Em suposta briga no banheiro de bar, policial civil de folga atira em cliente no Centro de Curitiba

Um homem de aproximadamente 50 anos foi baleado dentro do banheiro do Barbaran Ucrânia, na Alameda Augusto Stelfeld, em Curitiba, na noite desta sexta-feira (26). O disparo ocorreu após uma briga envolvendo um policial civil que estava de folga no local.

De acordo com as informações iniciais, a confusão começou com uma discussão entre o policial e outro cliente do bar. Dentro do banheiro, o homem teria agredido o agente, que reagiu com um disparo de arma de fogo, atingindo o tórax da vítima.

O ferido foi socorrido em estado grave e encaminhado ao Hospital Evangélico. Mais tarde, a mesma ambulância retornou ao estabelecimento para prestar atendimento ao policial, que sofreu ferimentos no rosto. Após receber cuidados médicos, ele seria levado à Central de Flagrantes para os devidos procedimentos.

Testemunhas relataram que a vítima estava acompanhada de familiares que vieram do Rio Grande do Sul para visitar a cidade. A motivação da briga ainda não foi esclarecida.

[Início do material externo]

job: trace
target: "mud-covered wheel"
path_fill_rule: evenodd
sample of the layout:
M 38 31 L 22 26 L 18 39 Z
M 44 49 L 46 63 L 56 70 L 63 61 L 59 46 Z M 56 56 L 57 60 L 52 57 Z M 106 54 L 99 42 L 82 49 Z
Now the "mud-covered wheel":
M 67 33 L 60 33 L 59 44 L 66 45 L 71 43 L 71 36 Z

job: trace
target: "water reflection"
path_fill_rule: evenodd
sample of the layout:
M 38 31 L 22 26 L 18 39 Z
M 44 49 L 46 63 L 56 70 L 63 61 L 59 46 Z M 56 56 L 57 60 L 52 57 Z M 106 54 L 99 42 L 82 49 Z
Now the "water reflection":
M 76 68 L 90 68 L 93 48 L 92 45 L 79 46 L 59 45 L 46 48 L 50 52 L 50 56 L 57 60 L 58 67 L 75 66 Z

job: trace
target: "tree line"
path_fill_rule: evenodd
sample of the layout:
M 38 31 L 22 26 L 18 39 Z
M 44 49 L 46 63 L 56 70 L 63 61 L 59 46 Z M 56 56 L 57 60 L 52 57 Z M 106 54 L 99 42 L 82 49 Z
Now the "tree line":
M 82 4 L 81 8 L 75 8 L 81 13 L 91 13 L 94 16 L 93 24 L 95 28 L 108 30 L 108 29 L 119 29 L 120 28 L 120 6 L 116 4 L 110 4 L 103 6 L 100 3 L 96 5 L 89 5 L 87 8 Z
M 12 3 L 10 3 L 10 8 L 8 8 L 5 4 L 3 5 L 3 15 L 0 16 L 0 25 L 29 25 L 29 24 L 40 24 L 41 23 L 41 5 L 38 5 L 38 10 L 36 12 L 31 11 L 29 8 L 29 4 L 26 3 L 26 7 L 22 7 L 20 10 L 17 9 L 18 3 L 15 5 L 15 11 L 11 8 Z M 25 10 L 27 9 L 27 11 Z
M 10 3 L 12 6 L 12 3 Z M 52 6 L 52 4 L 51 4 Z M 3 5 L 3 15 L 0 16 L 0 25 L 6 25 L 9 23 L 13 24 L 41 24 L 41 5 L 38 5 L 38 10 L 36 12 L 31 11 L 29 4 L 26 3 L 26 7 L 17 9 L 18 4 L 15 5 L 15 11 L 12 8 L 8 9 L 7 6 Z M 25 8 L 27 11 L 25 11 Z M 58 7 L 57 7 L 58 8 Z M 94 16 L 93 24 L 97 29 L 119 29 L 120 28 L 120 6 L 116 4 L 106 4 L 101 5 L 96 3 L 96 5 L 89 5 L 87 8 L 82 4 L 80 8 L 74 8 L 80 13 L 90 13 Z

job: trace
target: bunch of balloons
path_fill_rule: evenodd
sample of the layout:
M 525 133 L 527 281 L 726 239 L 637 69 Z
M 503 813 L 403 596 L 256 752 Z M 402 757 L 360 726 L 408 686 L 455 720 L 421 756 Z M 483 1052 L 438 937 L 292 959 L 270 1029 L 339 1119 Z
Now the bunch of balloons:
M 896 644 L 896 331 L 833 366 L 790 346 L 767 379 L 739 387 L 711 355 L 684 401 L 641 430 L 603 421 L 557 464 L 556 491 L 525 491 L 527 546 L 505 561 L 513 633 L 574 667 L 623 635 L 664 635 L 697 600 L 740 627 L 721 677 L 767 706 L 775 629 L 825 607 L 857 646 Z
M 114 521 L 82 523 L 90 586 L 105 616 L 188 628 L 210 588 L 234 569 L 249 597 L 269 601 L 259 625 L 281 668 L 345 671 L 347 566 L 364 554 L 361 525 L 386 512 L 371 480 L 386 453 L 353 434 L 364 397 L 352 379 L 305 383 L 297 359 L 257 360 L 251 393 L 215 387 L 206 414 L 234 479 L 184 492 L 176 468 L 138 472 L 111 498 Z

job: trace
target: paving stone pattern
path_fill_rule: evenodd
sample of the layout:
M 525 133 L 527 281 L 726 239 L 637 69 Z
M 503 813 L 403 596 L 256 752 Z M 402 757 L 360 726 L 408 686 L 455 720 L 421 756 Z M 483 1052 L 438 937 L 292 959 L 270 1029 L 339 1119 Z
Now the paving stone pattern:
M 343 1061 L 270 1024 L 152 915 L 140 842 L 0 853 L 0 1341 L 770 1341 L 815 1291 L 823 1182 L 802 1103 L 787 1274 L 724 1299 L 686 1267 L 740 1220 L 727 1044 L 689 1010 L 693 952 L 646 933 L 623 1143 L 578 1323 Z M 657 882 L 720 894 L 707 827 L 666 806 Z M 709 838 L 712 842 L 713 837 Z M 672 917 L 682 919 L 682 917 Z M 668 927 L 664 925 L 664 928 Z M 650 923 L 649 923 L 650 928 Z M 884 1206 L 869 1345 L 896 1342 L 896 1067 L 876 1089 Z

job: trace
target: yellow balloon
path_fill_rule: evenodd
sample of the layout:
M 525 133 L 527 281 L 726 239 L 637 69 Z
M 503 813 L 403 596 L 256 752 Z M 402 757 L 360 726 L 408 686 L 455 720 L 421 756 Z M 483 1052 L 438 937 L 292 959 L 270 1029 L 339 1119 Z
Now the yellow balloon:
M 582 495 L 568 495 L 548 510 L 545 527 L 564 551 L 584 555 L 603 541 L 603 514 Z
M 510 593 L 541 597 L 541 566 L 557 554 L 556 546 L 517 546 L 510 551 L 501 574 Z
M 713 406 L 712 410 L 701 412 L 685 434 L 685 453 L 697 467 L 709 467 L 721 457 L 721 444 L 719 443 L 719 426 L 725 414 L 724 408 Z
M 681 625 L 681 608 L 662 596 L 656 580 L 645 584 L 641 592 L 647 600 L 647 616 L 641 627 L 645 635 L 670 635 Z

O proprietário do Barbaran, Igor Baran, lamentou o episódio e afirmou que a casa foi vítima de uma conduta irresponsável. “Infelizmente, um agente de segurança fez consumo de bebidas alcoólicas e dentro do banheiro fez disparos. É lamentável que uma situação dessas ocorra. Pôs em risco vários clientes da casa”, disse. Ele acrescentou que, além de prestar apoio às vítimas, considera inadmissível o porte de arma associado ao consumo de álcool.

O caso também gerou repercussão entre representantes do setor. O presidente da Associação de Bares, Restaurantes e Casas Noturnas (Abrabar), Fábio Aguayo, cobrou punição exemplar: “Lamentável que um policial mobilize dezenas de policiais militares e civis para cuidar de uma situação dessas. Uma pessoa que tinha que dar exemplo dá um exemplo negativo. Esperamos que a Secretaria de Segurança Pública e a Polícia Civil não passem pano nessa questão”, destacou.

O episódio segue sob investigação e imagens de câmeras de segurança do bar devem auxiliar no esclarecimento do caso. O policial civil que não teve o nome divulgado está na corporação há 2 anos.